In addition to single-cell analysis and imaging techniques, several sample preparation procedures allow spatial discrimination and separation of different cell types or cell organelles. Sorting of cell types has been achieved by different GFP labeling and subsequent sorting of protoplasts by flow cytometry [224, 225]. Protocols for the separation of cell organelles have also been developed. Cells can be separated into plastids, cytoplasm, vacuoles and endoplasmic reticulum. Subsequent analysis then provides metabolite profiles in each organelle [226,227,228,229].

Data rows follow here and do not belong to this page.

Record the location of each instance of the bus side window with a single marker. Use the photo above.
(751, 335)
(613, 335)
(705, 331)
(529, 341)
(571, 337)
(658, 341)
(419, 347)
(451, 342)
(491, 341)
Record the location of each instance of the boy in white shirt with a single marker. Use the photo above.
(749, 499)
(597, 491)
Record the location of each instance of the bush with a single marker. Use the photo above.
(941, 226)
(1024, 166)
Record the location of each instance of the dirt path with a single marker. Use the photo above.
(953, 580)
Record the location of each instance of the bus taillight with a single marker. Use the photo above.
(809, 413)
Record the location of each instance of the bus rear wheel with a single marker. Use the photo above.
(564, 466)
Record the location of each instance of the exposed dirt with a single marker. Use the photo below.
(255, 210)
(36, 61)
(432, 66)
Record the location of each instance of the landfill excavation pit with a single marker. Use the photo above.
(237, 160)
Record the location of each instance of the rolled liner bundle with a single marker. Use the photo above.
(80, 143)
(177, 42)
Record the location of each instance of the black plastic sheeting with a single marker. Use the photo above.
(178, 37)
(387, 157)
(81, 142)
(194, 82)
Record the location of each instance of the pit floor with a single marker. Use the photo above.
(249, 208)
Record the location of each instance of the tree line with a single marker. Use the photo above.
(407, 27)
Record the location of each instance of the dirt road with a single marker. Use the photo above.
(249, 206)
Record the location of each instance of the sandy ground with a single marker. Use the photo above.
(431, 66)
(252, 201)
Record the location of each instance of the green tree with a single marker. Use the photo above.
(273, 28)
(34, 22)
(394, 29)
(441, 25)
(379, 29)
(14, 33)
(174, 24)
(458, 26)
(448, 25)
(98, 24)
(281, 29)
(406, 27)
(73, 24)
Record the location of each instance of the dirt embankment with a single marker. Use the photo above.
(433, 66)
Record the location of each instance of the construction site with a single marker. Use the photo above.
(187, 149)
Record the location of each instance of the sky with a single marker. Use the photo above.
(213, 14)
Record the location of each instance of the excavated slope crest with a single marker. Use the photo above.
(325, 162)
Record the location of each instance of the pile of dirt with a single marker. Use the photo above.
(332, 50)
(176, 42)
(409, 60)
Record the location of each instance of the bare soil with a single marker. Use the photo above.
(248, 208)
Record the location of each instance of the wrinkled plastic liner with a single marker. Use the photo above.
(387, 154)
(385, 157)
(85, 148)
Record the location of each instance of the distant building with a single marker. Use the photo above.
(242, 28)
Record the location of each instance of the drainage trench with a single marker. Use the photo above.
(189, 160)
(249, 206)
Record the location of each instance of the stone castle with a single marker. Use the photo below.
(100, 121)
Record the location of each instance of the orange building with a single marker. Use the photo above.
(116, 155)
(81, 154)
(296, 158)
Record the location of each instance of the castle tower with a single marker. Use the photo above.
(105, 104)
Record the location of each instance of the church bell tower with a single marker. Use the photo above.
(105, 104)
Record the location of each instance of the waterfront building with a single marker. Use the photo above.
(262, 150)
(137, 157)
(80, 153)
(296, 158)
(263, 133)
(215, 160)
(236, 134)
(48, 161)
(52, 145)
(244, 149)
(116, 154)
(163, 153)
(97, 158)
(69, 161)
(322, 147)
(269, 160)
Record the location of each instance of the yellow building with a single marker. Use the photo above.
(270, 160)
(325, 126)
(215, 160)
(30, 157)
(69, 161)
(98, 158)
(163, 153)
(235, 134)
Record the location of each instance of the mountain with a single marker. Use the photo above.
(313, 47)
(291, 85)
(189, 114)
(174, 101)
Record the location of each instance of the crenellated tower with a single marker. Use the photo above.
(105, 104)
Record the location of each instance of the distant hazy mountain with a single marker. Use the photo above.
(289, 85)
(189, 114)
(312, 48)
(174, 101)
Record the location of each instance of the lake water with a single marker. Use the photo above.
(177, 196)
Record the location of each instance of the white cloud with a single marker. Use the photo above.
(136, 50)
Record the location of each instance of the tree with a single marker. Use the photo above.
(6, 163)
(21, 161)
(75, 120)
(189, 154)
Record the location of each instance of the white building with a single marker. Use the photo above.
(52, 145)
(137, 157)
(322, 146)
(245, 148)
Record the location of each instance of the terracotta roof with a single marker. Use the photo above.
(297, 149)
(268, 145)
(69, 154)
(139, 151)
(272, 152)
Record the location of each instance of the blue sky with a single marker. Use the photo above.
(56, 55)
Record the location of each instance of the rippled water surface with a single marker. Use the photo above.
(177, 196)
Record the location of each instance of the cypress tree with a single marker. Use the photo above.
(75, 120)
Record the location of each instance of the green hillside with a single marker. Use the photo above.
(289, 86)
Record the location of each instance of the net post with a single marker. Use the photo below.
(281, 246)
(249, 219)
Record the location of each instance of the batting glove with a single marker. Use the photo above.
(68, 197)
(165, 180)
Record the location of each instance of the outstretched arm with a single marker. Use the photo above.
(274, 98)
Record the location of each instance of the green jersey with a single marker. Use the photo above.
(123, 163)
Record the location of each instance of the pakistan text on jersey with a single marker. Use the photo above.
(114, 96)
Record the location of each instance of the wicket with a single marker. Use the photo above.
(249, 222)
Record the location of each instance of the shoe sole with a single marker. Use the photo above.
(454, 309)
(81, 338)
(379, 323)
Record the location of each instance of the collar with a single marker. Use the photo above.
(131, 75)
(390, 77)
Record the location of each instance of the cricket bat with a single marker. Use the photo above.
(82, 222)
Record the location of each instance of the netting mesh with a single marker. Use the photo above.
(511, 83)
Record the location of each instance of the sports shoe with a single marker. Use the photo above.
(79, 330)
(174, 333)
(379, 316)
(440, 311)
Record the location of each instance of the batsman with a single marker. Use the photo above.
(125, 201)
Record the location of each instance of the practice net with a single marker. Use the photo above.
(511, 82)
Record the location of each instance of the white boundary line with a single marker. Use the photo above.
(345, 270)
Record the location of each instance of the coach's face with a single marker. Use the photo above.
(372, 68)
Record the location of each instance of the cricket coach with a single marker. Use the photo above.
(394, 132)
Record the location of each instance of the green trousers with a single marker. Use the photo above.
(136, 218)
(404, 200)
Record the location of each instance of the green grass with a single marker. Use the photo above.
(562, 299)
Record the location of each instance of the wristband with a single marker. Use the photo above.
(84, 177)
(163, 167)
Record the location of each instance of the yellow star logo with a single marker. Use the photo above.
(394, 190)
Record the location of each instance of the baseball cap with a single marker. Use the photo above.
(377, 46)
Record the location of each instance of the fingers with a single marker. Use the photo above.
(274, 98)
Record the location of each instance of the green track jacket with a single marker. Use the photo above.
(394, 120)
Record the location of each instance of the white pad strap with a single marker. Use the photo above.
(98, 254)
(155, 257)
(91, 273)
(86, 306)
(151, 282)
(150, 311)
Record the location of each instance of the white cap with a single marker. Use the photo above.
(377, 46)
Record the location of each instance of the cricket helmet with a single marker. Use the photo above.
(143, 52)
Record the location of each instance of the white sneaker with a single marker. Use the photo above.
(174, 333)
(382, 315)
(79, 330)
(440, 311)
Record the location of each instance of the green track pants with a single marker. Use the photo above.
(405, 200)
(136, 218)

These unique protocols open further possibilities for destructive type analyses and offer an alternative to biosensor [2, 230], microscopic and molecular biology methods for the study of processes occurring at the cellular level. However, such MS techniques have significant drawbacks. Further applications of single-cell analysis and MS imaging are severely hindered by the trace levels of analytes present in samples. Flow cytometry cell type sorting requires upfront GFP labeling unique for each cell type and protoplast preparation. Also, maintaining hormonal homeostasis and minimizing changes during such sample preparation may be problematic. The main difficulty in the case of plant hormone analysis is the need to obtain enough material using these techniques for successful detection.

Data analysis

Data analysis is an essential aspect of experiments involving instrumental analyses, capable of extracting valuable insights from the chemical information obtained. Preprocessing workflows differ for targeted and untargeted LC–MS analysis. Essentially, targeted analysis does not require extensive data preprocessing, unlike untargeted LC–MS studies. As the identities of compounds are known, the main aim is their accurate quantification. Therefore, little to no emphasis is placed on the identification of unknown compounds and data are normalized using IS (“Selection of internal standards” section). Nonetheless, even targeted analysis may require data transformation. Plant hormones are often present at extremely low levels and provide signals near the limit of quantification or detection (recommendations for validation of chromatographic methods please see ref [231, 232]). However, endogenous concentrations may vary by several orders of magnitude after stimulation. For multi-order calibration and curve fitting, log–log transformation [log(normalized signal) plotted on the y-axis vs. log(concentration/molar amount) plotted on the x-axis] is preferable to linear regression without any transformation or weighting; log–log transformation improves curve fitting, increases robustness and avoids massive leveraging effects by evenly spacing calibration points (1,3,10,30… or √1, √10, √100, √1000… concentration series) [233,234,235]. Therefore, data transformation should be considered.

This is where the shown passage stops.